Madame la présidente, madame la secrétaire d’État, mes chers collègues, quelle satisfaction qu’un large consensus permette l’adoption d’un texte aujourd’hui indispensable pour compléter notre législation sur les dispositifs de lutte contre le terrorisme ! Sans revenir sur ces besoins réels, je concentrerai mon propos sur le texte que nous avons élaboré en commission mixte paritaire le 21 octobre dernier, notamment la disposition portant sur le délit d’entreprise individuelle terroriste.

Nous avons été nombreux à dire, dès le début de la discussion, l’importance de la création du délit d’entreprise individuelle terroriste. L’introduction d’un nouvel article dans le code pénal consistant à élargir la définition de l’acte de terrorisme était nécessaire face à l’évolution du terrorisme comme l’a démontré notamment « l’affaire Merah », qui a tragiquement inauguré l’ère nouvelle des « loups solitaires », ces individus marginaux et difficilement prévisibles.

De plus, la situation internationale impose que nous ayons des outils juridiques précis afin d’interdire la sortie du territoire à certains individus, lorsque des « raisons sérieuses » laissent penser que cette personne souhaite se déplacer à l’étranger, soit pour participer à des « activités terroristes », soit pour un déplacement sur « un théâtre d’opérations de groupements terroristes et dans des conditions susceptibles de le conduire à porter atteinte à la sécurité publique lors de son retour sur le territoire français ».

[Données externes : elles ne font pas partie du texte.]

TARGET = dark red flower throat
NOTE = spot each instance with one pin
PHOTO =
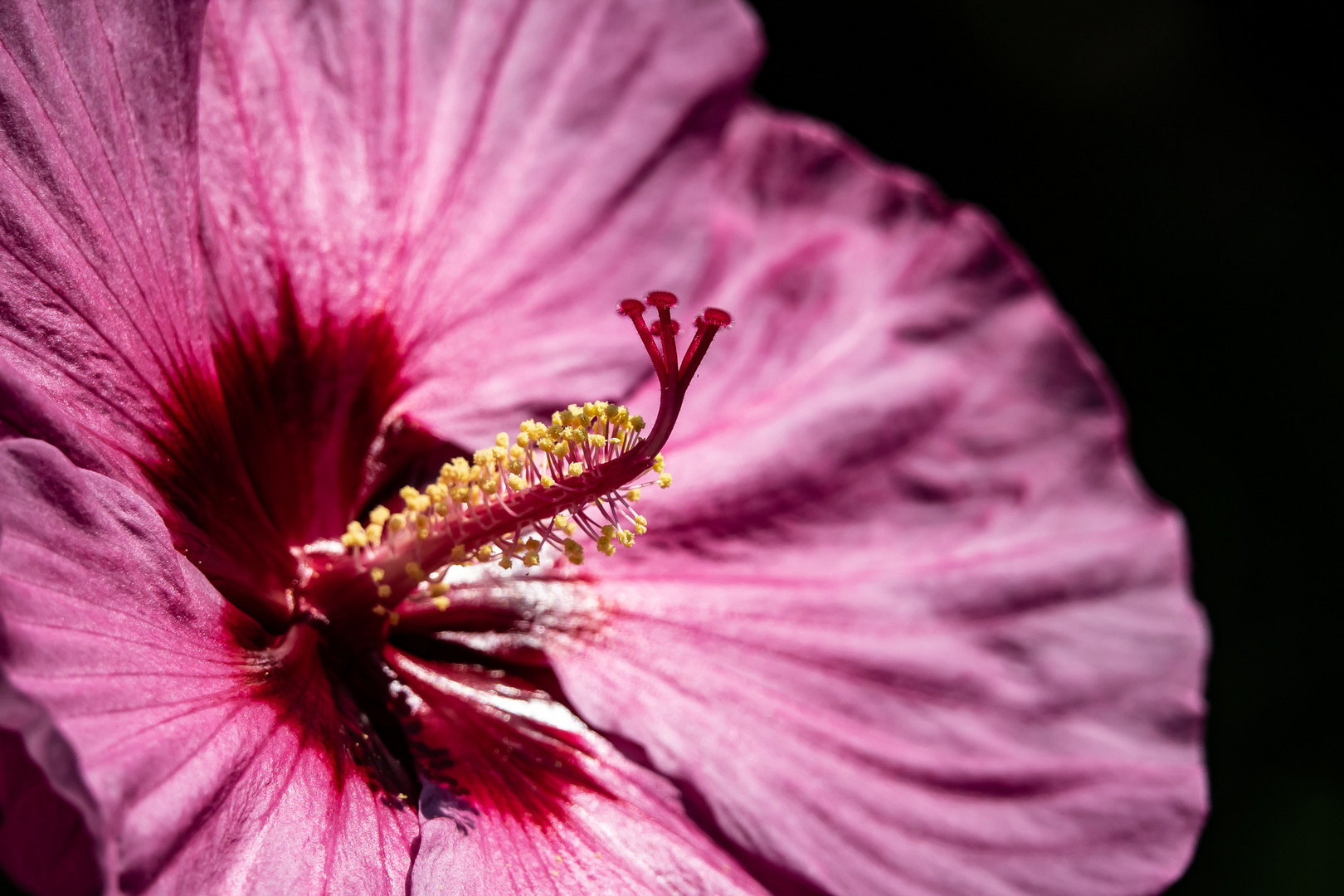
(303, 446)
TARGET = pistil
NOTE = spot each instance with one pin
(578, 475)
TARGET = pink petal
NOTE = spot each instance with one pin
(523, 798)
(492, 176)
(45, 845)
(100, 282)
(201, 766)
(908, 620)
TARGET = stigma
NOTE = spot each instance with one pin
(555, 484)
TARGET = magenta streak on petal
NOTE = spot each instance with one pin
(491, 742)
(45, 845)
(281, 461)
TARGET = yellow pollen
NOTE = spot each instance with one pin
(353, 536)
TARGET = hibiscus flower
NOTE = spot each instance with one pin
(905, 622)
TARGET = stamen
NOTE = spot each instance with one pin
(526, 492)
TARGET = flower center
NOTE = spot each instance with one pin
(576, 477)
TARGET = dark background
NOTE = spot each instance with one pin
(1171, 167)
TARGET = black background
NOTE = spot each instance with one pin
(1172, 169)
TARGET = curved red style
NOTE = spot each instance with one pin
(908, 621)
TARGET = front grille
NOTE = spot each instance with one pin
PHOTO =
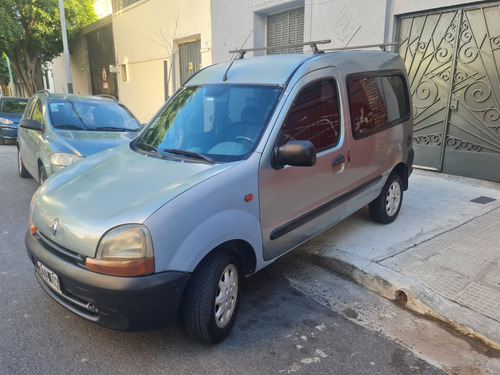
(57, 250)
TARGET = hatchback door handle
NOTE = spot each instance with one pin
(338, 164)
(339, 160)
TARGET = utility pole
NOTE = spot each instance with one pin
(65, 47)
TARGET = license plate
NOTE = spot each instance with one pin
(50, 277)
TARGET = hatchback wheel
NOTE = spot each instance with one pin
(385, 208)
(212, 298)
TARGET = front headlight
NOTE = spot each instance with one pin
(63, 159)
(5, 121)
(126, 250)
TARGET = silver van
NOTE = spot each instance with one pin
(245, 162)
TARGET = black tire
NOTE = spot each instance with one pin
(42, 174)
(20, 166)
(212, 298)
(385, 208)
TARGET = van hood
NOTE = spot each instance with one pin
(85, 143)
(108, 189)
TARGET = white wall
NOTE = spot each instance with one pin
(142, 33)
(345, 22)
(81, 78)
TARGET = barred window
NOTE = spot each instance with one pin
(285, 28)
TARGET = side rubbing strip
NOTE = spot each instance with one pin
(304, 219)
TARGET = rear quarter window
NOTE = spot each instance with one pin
(377, 103)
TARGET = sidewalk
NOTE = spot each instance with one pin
(442, 252)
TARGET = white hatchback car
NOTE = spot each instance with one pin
(245, 162)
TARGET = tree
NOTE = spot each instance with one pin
(30, 34)
(4, 72)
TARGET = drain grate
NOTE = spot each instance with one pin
(483, 200)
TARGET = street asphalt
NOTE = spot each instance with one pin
(440, 258)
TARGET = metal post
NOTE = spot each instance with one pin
(10, 76)
(65, 47)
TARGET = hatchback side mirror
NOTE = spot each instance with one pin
(31, 124)
(294, 153)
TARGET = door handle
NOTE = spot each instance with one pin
(338, 164)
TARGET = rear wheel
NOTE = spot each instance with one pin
(212, 298)
(20, 166)
(385, 208)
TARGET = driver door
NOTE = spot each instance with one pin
(299, 202)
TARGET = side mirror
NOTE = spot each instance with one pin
(295, 153)
(31, 124)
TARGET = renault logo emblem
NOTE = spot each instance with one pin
(54, 226)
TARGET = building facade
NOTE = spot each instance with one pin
(450, 47)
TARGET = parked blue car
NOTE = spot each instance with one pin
(59, 129)
(11, 111)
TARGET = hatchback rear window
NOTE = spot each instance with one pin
(376, 103)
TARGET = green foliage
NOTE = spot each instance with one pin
(30, 30)
(4, 72)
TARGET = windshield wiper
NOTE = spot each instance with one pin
(76, 127)
(147, 146)
(191, 154)
(108, 129)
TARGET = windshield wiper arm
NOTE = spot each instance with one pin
(191, 154)
(108, 128)
(149, 147)
(68, 126)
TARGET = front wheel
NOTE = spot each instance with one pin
(385, 208)
(212, 298)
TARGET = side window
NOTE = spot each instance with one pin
(38, 112)
(314, 116)
(376, 103)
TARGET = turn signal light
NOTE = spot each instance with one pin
(122, 267)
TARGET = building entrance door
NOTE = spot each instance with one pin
(453, 63)
(189, 59)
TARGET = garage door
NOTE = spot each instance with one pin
(453, 62)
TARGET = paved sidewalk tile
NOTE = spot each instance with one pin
(462, 265)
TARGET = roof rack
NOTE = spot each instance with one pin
(379, 45)
(312, 44)
(107, 96)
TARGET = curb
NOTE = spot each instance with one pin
(420, 299)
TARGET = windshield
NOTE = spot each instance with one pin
(219, 122)
(13, 105)
(91, 115)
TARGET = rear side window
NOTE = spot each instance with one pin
(314, 116)
(377, 103)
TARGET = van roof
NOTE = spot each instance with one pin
(278, 69)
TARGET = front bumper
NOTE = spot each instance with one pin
(121, 303)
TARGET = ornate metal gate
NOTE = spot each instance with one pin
(453, 62)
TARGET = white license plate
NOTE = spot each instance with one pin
(50, 277)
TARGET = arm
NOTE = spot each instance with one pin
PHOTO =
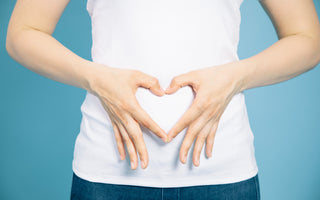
(30, 42)
(297, 51)
(298, 48)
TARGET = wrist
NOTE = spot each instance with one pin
(91, 76)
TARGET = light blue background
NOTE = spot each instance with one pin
(40, 118)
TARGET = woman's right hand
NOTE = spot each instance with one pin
(116, 88)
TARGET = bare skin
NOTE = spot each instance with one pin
(30, 42)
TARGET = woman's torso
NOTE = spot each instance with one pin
(164, 38)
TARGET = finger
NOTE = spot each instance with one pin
(180, 81)
(119, 140)
(201, 138)
(130, 146)
(194, 111)
(192, 132)
(149, 82)
(210, 139)
(135, 133)
(144, 119)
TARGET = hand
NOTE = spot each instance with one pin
(116, 90)
(214, 87)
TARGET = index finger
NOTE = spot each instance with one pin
(189, 116)
(144, 119)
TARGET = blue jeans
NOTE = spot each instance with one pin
(85, 190)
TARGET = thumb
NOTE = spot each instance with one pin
(177, 82)
(151, 83)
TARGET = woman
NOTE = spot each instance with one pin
(164, 46)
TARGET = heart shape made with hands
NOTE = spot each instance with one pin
(165, 110)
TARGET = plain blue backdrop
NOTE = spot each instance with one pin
(40, 118)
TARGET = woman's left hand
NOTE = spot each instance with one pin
(214, 87)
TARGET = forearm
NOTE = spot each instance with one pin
(44, 55)
(285, 59)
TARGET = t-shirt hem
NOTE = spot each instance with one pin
(149, 182)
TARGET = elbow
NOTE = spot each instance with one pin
(9, 45)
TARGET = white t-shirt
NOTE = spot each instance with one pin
(164, 38)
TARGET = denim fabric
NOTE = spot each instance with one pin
(86, 190)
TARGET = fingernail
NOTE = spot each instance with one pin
(197, 162)
(184, 159)
(143, 164)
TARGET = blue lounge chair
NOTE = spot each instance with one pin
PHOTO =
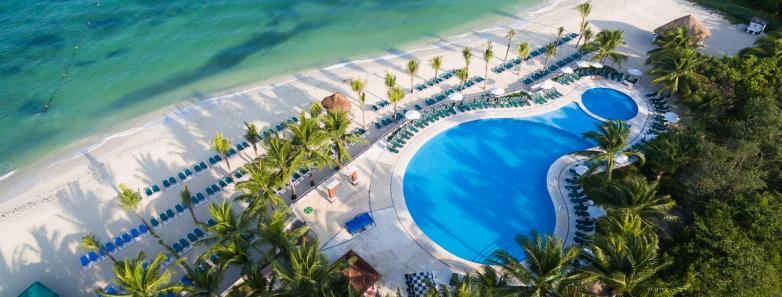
(110, 247)
(143, 229)
(85, 262)
(93, 256)
(192, 237)
(200, 233)
(170, 213)
(359, 223)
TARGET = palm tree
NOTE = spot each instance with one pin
(91, 243)
(390, 80)
(487, 55)
(509, 37)
(139, 278)
(766, 46)
(306, 271)
(272, 230)
(252, 136)
(679, 75)
(130, 200)
(230, 236)
(551, 50)
(588, 34)
(206, 279)
(221, 145)
(258, 190)
(462, 75)
(625, 264)
(607, 45)
(669, 45)
(255, 281)
(358, 86)
(584, 26)
(282, 157)
(412, 69)
(395, 95)
(311, 142)
(337, 125)
(664, 155)
(584, 9)
(187, 202)
(546, 269)
(523, 51)
(612, 139)
(467, 54)
(560, 32)
(636, 196)
(436, 63)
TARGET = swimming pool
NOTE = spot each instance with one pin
(472, 188)
(609, 104)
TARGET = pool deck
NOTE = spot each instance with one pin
(395, 245)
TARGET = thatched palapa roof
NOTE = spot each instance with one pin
(360, 274)
(336, 102)
(689, 22)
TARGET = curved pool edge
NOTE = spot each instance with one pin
(564, 225)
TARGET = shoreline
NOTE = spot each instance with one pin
(180, 109)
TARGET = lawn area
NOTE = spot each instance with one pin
(739, 11)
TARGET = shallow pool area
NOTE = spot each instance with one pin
(609, 104)
(476, 186)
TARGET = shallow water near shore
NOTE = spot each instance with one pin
(127, 58)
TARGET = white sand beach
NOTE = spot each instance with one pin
(46, 209)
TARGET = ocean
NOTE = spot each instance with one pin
(95, 64)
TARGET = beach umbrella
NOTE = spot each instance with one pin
(412, 115)
(581, 169)
(596, 211)
(621, 158)
(634, 71)
(498, 92)
(671, 117)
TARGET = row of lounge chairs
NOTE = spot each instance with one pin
(200, 167)
(537, 52)
(184, 245)
(545, 96)
(399, 138)
(553, 68)
(119, 243)
(434, 81)
(390, 120)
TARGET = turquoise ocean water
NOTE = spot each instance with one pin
(137, 56)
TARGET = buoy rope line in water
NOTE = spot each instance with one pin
(67, 68)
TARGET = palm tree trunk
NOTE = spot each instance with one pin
(486, 75)
(192, 214)
(293, 190)
(363, 118)
(507, 50)
(609, 169)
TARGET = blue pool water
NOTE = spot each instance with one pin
(609, 104)
(474, 187)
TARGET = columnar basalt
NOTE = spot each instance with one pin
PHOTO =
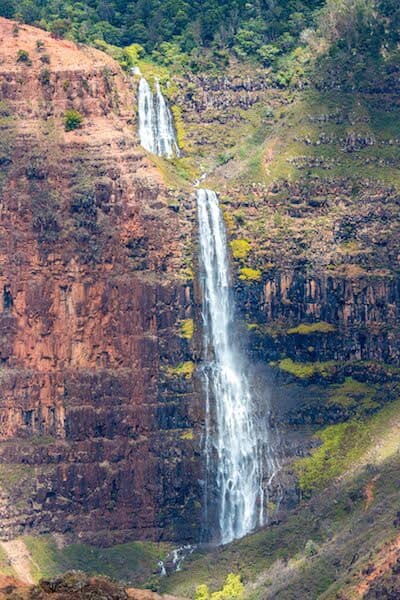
(94, 436)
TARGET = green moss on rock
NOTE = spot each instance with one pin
(307, 370)
(186, 329)
(250, 275)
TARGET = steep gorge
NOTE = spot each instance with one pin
(94, 294)
(102, 411)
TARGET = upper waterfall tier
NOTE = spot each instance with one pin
(156, 125)
(234, 451)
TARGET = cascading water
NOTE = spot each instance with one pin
(156, 125)
(234, 449)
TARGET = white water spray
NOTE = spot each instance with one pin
(234, 452)
(156, 125)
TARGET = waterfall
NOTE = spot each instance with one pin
(234, 450)
(156, 125)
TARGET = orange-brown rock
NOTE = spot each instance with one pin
(91, 263)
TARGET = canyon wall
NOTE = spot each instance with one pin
(96, 418)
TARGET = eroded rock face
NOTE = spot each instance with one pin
(95, 427)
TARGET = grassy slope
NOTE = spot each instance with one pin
(347, 531)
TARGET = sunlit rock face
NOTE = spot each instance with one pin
(98, 432)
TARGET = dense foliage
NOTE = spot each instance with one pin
(350, 38)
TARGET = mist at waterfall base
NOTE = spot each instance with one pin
(240, 460)
(156, 125)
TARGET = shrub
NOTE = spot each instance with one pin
(240, 248)
(23, 56)
(309, 328)
(202, 592)
(187, 329)
(72, 120)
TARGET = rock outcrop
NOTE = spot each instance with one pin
(96, 421)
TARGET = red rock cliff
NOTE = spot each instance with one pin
(95, 430)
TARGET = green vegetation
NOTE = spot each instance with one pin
(187, 329)
(307, 370)
(183, 369)
(353, 395)
(233, 588)
(249, 275)
(314, 545)
(131, 562)
(343, 445)
(23, 57)
(308, 329)
(72, 120)
(240, 248)
(353, 42)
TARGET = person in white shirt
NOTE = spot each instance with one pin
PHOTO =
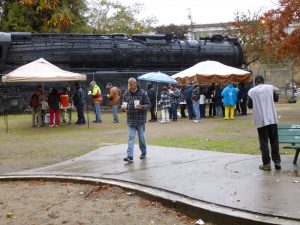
(262, 98)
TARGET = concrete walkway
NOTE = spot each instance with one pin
(211, 185)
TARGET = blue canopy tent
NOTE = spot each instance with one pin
(157, 77)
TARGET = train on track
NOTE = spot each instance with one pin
(109, 58)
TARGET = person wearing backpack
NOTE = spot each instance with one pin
(36, 106)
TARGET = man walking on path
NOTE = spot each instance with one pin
(114, 100)
(152, 97)
(136, 102)
(229, 95)
(97, 100)
(262, 98)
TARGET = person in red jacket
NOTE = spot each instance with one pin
(97, 99)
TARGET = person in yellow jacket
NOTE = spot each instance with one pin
(97, 99)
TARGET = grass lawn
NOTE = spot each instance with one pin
(26, 147)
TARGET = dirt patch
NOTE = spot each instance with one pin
(53, 203)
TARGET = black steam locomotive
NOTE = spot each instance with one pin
(114, 58)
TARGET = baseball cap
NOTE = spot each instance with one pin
(259, 78)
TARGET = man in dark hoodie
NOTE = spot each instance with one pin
(136, 103)
(152, 97)
(188, 98)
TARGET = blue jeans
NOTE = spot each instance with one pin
(80, 113)
(196, 110)
(174, 111)
(97, 111)
(115, 109)
(142, 142)
(189, 106)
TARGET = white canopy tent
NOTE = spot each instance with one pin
(210, 72)
(40, 70)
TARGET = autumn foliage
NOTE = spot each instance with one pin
(277, 21)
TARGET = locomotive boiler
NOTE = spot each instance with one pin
(114, 58)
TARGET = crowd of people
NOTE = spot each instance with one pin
(224, 103)
(193, 100)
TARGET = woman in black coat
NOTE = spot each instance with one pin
(53, 102)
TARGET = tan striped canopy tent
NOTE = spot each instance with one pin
(207, 72)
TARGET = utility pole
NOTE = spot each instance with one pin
(191, 34)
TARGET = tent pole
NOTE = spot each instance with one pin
(5, 115)
(156, 100)
(71, 97)
(87, 104)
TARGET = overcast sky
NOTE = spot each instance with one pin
(201, 11)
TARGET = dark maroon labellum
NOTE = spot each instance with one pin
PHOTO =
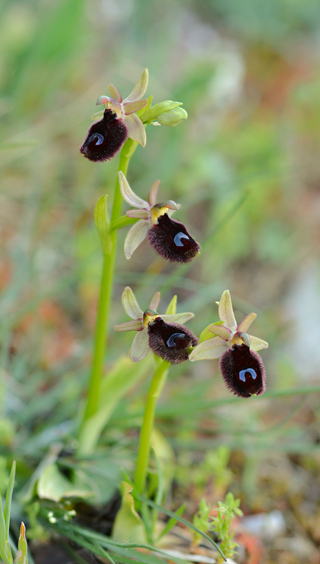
(170, 341)
(104, 138)
(172, 241)
(243, 371)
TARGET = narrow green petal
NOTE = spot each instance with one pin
(138, 214)
(155, 300)
(140, 346)
(103, 100)
(132, 107)
(153, 193)
(134, 325)
(258, 344)
(140, 88)
(213, 348)
(135, 236)
(136, 129)
(128, 194)
(221, 331)
(246, 322)
(130, 304)
(115, 93)
(177, 317)
(226, 311)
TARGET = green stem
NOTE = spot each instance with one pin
(157, 383)
(101, 332)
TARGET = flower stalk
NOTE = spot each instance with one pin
(156, 386)
(101, 331)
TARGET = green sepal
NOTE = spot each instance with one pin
(172, 307)
(97, 116)
(153, 113)
(172, 117)
(145, 109)
(205, 335)
(102, 221)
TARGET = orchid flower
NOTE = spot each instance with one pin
(159, 333)
(168, 237)
(240, 365)
(106, 136)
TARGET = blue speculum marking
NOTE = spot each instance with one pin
(171, 342)
(98, 138)
(178, 237)
(242, 374)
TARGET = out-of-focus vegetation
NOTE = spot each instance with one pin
(246, 170)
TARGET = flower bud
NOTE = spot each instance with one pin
(172, 117)
(170, 341)
(104, 138)
(172, 240)
(243, 371)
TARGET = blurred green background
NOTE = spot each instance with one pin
(245, 167)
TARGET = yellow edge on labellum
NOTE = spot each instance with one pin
(149, 316)
(156, 212)
(240, 339)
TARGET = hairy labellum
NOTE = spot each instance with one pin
(104, 138)
(243, 371)
(172, 241)
(170, 341)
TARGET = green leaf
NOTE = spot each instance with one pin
(102, 221)
(128, 526)
(155, 111)
(123, 376)
(172, 521)
(53, 485)
(180, 519)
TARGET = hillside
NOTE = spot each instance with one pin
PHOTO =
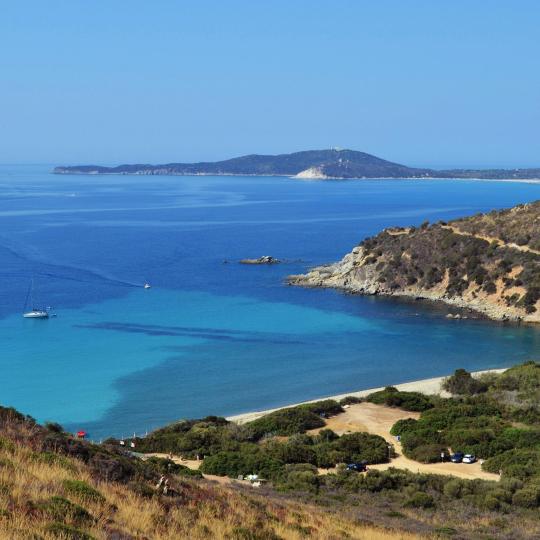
(489, 263)
(53, 486)
(331, 163)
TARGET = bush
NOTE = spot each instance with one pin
(250, 461)
(420, 500)
(528, 497)
(286, 422)
(351, 400)
(404, 426)
(408, 401)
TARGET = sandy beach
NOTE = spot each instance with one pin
(426, 386)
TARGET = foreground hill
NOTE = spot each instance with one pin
(488, 262)
(331, 163)
(55, 486)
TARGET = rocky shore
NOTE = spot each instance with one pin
(410, 263)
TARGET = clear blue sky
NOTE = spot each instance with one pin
(435, 83)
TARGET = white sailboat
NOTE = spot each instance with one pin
(35, 312)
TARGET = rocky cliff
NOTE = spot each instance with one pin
(489, 263)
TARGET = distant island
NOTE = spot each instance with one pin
(489, 263)
(311, 164)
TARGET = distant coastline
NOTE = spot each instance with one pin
(331, 164)
(430, 386)
(487, 263)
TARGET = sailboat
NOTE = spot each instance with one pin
(35, 312)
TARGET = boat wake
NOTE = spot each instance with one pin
(39, 266)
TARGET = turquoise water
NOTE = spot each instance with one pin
(210, 337)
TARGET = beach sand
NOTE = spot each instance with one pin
(426, 386)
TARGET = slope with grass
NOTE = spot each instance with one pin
(53, 486)
(489, 263)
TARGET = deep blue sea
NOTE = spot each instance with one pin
(213, 337)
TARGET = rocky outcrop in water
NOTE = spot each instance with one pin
(457, 263)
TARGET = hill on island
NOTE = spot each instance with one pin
(488, 262)
(332, 163)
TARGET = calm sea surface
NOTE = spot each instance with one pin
(210, 337)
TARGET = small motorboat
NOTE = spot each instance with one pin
(35, 312)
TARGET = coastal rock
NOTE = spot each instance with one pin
(468, 270)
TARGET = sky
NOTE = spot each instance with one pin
(424, 83)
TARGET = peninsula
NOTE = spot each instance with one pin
(311, 164)
(488, 262)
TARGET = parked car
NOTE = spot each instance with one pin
(358, 467)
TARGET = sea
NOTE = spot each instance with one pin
(212, 336)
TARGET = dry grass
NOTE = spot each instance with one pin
(202, 510)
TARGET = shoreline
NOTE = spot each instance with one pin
(430, 386)
(294, 177)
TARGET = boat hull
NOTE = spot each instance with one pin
(36, 315)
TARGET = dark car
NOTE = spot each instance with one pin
(358, 467)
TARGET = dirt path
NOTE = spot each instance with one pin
(491, 239)
(379, 420)
(370, 418)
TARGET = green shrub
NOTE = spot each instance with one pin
(462, 382)
(286, 422)
(404, 426)
(420, 500)
(528, 497)
(351, 400)
(408, 401)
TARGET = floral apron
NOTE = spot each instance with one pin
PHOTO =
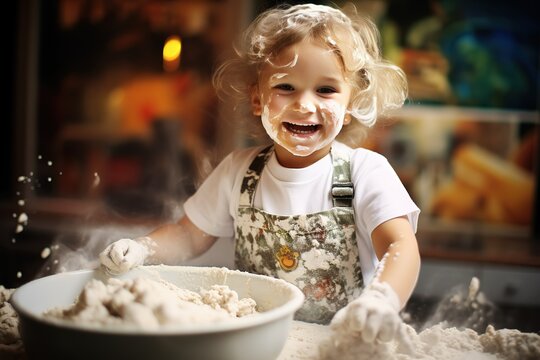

Malgré la critique de certaines associations, il est également pertinent de prévoir l’interdiction administrative d’entrée sur le territoire à l’encontre de ressortissants d’un pays membre de l’Union européenne ou de tout membre de sa famille en cas de menace réelle pour l’intérêt fondamental de la société. Cette mesure s’inscrit dans la continuité de la résolution n° 2178 du 24 septembre 2014 du Conseil de sécurité des Nations unies sur les combattants terroristes étrangers, qui prévoit notamment de lutter contre la mobilité internationale des terroristes en empêchant leur accès ou leur transit sur le territoire des États membres de l’ONU.

Certains ressortissants étrangers qui ne résident pas habituellement en France peuvent représenter une menace grave pour la société, en particulier lorsqu’ils peuvent circuler librement au sein de l’espace Schengen. Tel peut être le cas de ressortissants d’États membres de l’Union liés aux mouvances radicales, voire à des organisations terroristes qui se rendent ponctuellement en France pour des séjours de très courte durée. Or seules les personnes résidant en France peuvent faire l’objet d’une mesure d’expulsion.

Je souhaiterais aborder l’un des principaux sujets de divergence que nous avons eu avec nos collègues députés. Il s’agit du régime des délits de provocation au terrorisme et d’apologie du terrorisme.

Nous avions deux approches différentes : l’Assemblée nationale, en accord avec le Gouvernement, avait « extrait » l’apologie et la provocation au terrorisme de la loi de 1881 sur la liberté de la presse, afin de prendre en compte le fait que l’utilisation d’internet fait partie intégrante de la stratégie de plusieurs groupes terroristes. Au Sénat, nous avions en revanche suivi la proposition pertinente des rapporteurs qui n’introduisait dans le code pénal que l’apologie et la provocation au terrorisme via internet.

La décision de la commission mixte paritaire de déplacer ces deux délits de la loi sur la liberté de la presse vers le code pénal et d’aggraver leurs sanctions lorsqu’ils sont commis sur internet – sept ans d’emprisonnement et 100 000 euros d’amende au lieu de cinq ans d’emprisonnement et 75 000 euros d’amende – est actée, mais nous aurons, dans un avenir proche, à réfléchir peut-être plus sereinement à ce que nous voulons donner comme avenir à la loi sur la liberté de la presse, celle-ci regroupant aujourd’hui un certain nombre de délits qui seraient commis dans des conditions bien éloignées de la presse au sens de la législation du XIXe siècle.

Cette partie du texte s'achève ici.